Em algum lugar do passado

Era uma cidade pequena e melancólica, onde a ternura e a ingenuidade parecia andarem juntas. Era simplesmente mais uma tediosa perdida entre cerrados e pequenas serras. Lá tudo era mágico, a rua central ainda conservava casarões do começo do século, o vai e vem dos carros de bois fazendo parte daquele bucólico cenário paradisíaco. Tudo gira em torno da praça central e da velha estação de trem que leva e traz pessoas do sertão. Seis horas da tarde... .Os sinos tocam conclamando os fiéis para mais uma novena. Enfim, todos conheciam todos: o prefeito recebia seus súditos em sua luxuosa casa; o padre , na visão de muitos , era um santo e por onde passava, um séquito de crianças o seguia, ele parava para algum pivete tomar-lhe e beijar-lhe a mão.

Mesmo que cidade tivesse certo ar angelical, sempre havia que fugia aos padrões convencionais e caía na boca do povo e era alvo de vis comentários da multidão curiosa e ociosa que adorava ver aquelas pessoas esquisitas e sublimes: elas, na minha imaginação de moleque maroto, eram simplesmente pessoas MARAVILHOSAS.
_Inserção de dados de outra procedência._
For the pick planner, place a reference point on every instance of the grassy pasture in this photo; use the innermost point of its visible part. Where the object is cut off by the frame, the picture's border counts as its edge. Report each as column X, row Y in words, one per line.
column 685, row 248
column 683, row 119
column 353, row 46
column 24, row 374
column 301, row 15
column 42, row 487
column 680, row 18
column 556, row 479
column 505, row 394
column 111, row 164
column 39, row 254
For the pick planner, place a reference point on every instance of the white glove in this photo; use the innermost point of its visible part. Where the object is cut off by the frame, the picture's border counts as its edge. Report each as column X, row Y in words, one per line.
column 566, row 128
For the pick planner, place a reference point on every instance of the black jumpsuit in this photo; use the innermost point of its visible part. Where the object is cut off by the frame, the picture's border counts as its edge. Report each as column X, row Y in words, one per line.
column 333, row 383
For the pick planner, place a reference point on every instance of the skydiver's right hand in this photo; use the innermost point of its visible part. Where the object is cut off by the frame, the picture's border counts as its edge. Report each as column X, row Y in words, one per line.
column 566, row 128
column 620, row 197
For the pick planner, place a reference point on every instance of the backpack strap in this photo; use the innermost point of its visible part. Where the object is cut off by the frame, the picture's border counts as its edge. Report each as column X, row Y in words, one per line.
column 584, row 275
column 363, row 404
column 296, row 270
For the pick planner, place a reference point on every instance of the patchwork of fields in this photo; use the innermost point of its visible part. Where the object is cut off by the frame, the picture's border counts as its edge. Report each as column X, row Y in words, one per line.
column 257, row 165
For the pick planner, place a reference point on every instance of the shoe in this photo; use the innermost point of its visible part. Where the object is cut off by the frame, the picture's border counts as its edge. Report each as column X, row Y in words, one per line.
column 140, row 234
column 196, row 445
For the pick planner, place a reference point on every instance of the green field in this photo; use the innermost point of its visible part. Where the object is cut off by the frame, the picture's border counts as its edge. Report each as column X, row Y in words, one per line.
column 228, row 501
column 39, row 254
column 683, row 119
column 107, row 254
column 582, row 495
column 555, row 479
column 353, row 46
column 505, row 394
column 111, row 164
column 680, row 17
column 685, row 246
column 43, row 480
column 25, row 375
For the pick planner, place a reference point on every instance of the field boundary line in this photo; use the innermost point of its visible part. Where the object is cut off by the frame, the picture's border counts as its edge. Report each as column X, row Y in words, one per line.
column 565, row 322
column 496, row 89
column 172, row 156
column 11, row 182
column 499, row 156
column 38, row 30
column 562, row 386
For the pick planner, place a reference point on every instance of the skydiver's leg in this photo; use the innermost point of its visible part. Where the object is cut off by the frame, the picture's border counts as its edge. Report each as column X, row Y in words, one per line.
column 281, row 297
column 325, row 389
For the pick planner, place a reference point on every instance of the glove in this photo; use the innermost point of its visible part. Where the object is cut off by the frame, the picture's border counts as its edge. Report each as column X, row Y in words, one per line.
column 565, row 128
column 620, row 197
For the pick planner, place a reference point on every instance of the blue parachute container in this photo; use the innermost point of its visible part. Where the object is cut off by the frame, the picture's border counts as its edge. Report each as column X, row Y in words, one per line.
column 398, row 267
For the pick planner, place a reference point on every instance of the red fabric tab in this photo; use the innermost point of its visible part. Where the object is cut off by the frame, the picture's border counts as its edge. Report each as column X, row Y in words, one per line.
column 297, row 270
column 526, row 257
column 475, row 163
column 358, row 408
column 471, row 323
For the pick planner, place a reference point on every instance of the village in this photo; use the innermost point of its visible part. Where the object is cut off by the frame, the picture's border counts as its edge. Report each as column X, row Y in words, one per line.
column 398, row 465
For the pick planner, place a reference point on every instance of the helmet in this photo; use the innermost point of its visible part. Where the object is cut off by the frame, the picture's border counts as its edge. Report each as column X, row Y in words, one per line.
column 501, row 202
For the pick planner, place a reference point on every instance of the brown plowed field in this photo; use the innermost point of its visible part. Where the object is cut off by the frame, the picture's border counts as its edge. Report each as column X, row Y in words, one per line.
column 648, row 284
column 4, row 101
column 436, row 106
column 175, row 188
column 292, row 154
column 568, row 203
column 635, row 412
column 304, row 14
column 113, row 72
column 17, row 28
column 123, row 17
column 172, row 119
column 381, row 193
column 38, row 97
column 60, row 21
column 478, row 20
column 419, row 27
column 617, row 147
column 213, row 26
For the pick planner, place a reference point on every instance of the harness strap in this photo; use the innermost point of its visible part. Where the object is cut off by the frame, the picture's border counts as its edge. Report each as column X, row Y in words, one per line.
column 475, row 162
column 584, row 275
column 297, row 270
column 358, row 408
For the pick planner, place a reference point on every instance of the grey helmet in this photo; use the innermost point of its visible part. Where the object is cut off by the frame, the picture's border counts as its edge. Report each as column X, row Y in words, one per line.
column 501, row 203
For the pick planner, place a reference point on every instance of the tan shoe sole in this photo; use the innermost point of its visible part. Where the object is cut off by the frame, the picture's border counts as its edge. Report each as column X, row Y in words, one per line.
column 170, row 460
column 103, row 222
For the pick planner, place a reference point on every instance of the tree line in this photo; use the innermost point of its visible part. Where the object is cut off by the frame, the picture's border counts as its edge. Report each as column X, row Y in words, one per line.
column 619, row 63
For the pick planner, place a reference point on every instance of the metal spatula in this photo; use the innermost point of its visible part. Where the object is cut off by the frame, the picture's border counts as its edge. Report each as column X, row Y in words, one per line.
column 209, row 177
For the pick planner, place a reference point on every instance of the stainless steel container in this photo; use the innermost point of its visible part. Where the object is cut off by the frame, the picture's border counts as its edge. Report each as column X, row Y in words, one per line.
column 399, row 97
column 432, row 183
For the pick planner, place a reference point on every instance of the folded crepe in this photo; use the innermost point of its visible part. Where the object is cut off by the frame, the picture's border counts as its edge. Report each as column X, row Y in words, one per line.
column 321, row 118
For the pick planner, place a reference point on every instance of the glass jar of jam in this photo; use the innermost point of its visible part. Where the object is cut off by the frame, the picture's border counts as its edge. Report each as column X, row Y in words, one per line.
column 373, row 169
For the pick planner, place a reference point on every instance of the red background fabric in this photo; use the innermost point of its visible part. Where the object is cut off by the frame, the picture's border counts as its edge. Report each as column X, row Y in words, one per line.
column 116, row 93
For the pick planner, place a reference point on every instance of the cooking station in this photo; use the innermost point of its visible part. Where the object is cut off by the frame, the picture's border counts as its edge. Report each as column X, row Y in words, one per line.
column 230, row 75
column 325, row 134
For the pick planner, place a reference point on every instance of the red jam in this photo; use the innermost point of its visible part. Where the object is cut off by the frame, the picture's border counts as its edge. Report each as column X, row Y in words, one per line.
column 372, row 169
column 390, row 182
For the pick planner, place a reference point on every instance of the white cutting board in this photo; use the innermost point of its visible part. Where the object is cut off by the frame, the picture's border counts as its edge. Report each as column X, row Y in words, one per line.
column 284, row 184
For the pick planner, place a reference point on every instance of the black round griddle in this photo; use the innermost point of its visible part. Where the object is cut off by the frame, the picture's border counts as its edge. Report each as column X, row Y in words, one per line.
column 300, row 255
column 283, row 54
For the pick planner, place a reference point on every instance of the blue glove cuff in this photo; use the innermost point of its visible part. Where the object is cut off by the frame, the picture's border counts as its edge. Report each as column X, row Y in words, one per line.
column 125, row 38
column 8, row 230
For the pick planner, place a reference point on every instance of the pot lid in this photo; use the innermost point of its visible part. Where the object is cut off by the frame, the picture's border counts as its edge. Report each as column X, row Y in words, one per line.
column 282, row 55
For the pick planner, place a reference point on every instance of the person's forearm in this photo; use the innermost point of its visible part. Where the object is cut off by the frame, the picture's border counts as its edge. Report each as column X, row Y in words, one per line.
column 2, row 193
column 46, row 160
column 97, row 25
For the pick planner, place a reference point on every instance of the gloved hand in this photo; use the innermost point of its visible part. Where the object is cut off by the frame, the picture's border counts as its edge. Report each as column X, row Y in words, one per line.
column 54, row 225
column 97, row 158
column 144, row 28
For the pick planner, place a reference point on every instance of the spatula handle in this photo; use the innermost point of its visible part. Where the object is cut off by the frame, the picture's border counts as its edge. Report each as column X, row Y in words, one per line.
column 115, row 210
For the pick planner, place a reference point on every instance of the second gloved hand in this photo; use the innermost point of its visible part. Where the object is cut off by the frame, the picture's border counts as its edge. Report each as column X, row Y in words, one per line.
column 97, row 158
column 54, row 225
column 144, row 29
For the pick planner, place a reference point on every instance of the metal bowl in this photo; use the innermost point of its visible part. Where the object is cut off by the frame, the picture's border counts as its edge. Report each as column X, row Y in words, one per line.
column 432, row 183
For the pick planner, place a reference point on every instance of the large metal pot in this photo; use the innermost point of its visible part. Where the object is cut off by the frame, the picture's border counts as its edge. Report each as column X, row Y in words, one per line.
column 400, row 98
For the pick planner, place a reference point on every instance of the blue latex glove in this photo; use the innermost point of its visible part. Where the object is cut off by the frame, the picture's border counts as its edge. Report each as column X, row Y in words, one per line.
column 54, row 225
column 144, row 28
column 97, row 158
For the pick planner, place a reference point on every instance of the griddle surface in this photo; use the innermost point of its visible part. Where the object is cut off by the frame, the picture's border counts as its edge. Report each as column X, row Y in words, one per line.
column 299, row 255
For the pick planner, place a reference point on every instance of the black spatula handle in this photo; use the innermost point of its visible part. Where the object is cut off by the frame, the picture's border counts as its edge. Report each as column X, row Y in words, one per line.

Lembro-me de Bileca, ruiva com brincos enormes, calça amarela boca de sino, umbigo de fora, fumando Minister sem filtro e com um rebolado fenomenal. Fátima “pouca roupa” para muitos era o próprio diabo encarnado, pois o seu apelido já diz tudo, ela andava pelas ruas descalça, com minissaias sem as peças intimas. Os caminhões de pau de arara, em coro quase que ensaiados, gritava pouca roupa, pouca roupa, e ela, sarcástica e vanguardista, acenava seu lencinho vermelho e atirava beijos pelo ar. Outro tipo marcante era o Tonhão, um mendigo que tinha uma ferida dantesca na perna, mas que contava estórias e histórias fantásticas. Ele, para muitos gerava pavor, mas para mim era o mágico de Oz que partiu em uma carruagem de fogo numa fria tarde de inverno.
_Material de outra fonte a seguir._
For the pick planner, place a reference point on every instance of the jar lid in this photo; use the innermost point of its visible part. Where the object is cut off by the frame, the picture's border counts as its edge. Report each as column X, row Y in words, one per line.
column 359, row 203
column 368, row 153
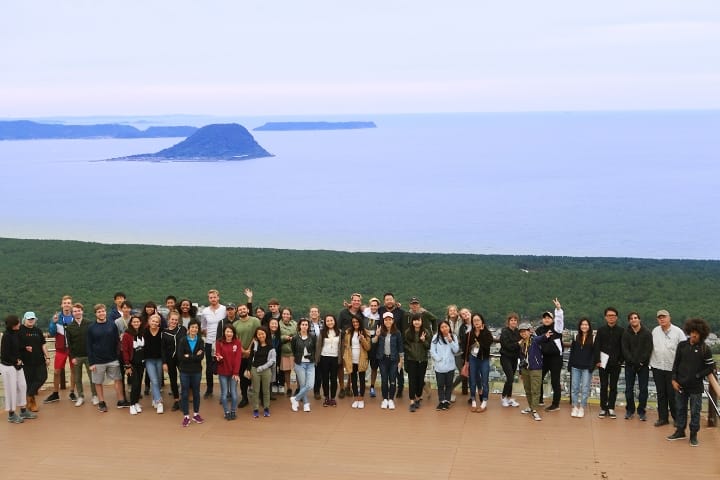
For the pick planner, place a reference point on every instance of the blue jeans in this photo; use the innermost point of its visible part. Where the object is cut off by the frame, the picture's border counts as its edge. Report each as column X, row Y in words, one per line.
column 189, row 381
column 479, row 373
column 305, row 373
column 682, row 400
column 228, row 385
column 643, row 377
column 154, row 368
column 580, row 386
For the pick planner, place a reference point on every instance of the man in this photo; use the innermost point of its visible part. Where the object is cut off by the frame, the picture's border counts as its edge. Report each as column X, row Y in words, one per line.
column 245, row 327
column 666, row 338
column 118, row 298
column 35, row 358
column 57, row 329
column 210, row 318
column 77, row 349
column 389, row 305
column 607, row 353
column 637, row 348
column 103, row 344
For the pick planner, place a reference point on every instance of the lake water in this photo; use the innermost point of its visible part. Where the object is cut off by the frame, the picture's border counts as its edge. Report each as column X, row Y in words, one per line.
column 579, row 184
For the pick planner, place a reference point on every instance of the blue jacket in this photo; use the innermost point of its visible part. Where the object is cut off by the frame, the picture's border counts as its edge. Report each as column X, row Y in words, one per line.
column 444, row 353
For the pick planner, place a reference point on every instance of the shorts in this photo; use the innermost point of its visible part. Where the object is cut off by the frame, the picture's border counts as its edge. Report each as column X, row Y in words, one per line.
column 112, row 370
column 60, row 358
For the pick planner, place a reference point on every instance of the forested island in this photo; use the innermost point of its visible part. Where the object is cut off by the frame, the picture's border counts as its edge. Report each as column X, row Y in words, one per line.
column 28, row 130
column 36, row 273
column 211, row 143
column 291, row 126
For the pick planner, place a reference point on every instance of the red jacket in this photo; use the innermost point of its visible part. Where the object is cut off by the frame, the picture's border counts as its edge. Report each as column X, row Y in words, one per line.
column 231, row 353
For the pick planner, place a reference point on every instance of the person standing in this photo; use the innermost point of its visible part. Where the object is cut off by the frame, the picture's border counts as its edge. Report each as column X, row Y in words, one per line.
column 666, row 338
column 637, row 348
column 210, row 318
column 35, row 358
column 607, row 353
Ainda lembro-me nitidamente de Dona Calú, aquela benzedeira mística que morava em uma casa de pau a pique entre os cerrados e que tinha remédios caseiros para todos os males. Mesmo que eu a admirasse, tinha certo medo dela, pois me obrigou a tomar mastruz com leite e passei uma manhã pondo “bichas” no meio do bananal. Ah! São tantos os tipos que marcaram minha infância que jamais esquecerei.
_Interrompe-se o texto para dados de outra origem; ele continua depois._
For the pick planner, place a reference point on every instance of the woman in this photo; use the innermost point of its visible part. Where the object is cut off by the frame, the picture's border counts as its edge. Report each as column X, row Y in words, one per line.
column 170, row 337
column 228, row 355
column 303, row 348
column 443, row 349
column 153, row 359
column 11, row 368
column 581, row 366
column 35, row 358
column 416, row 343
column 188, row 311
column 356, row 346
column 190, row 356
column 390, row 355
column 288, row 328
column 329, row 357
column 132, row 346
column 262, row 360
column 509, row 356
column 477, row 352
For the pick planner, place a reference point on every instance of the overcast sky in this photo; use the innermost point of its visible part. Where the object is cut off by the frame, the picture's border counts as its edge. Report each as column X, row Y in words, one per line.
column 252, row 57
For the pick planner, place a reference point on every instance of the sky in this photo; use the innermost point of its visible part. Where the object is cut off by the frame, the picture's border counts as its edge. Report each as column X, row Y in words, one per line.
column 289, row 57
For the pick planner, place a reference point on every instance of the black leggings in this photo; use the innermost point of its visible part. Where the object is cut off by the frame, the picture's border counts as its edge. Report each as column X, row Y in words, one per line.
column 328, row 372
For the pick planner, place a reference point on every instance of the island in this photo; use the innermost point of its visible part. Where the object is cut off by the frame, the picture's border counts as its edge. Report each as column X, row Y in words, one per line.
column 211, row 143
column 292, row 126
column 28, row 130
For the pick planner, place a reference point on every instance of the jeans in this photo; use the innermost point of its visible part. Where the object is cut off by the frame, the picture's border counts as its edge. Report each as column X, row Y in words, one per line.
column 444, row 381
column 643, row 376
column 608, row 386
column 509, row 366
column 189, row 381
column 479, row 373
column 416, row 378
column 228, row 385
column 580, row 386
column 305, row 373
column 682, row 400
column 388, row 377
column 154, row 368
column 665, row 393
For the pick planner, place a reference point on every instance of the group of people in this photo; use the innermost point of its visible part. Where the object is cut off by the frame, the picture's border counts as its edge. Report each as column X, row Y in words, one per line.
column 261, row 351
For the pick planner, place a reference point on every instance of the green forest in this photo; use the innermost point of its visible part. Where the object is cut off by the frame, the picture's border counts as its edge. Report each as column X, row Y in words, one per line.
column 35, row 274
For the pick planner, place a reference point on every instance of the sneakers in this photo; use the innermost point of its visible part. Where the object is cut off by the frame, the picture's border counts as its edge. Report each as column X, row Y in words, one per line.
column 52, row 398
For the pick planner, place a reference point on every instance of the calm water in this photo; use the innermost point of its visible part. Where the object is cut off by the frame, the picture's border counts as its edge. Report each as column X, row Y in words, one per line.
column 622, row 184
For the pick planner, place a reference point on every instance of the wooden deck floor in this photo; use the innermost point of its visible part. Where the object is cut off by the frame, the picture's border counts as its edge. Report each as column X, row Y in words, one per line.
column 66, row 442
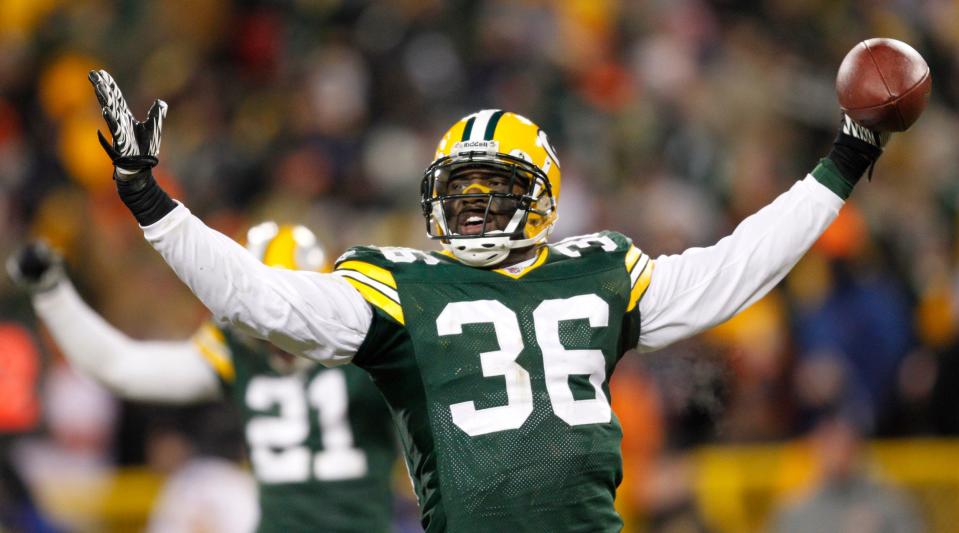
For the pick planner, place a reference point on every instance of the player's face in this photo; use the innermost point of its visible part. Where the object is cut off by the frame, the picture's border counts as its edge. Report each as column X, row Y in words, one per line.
column 466, row 215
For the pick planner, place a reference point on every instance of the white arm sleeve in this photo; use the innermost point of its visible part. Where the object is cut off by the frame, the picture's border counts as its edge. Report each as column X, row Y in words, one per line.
column 702, row 287
column 171, row 372
column 319, row 316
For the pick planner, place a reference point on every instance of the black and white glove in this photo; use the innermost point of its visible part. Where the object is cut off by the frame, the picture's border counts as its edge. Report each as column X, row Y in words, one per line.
column 853, row 129
column 856, row 149
column 36, row 267
column 136, row 145
column 134, row 151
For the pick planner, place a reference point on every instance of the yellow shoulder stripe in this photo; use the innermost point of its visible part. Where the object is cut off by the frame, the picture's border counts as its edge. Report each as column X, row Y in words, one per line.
column 377, row 298
column 377, row 273
column 212, row 345
column 632, row 256
column 642, row 282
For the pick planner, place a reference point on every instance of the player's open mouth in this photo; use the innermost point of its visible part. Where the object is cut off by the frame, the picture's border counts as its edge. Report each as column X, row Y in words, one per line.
column 473, row 225
column 470, row 222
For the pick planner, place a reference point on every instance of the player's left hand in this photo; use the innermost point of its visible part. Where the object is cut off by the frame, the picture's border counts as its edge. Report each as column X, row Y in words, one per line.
column 136, row 145
column 850, row 127
column 36, row 267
Passados muitos anos, mais muitos anos mesmos, eu retornei a esse lugar, e tudo parecia o mesmo. Confesso que chorei ao ver muitos dos meus heróis repousando no campo santo perto do riacho doce, mas ao mesmo tempo fiquei feliz, pois enquanto eu existir, eles continuarão vivos em minha mente e coração.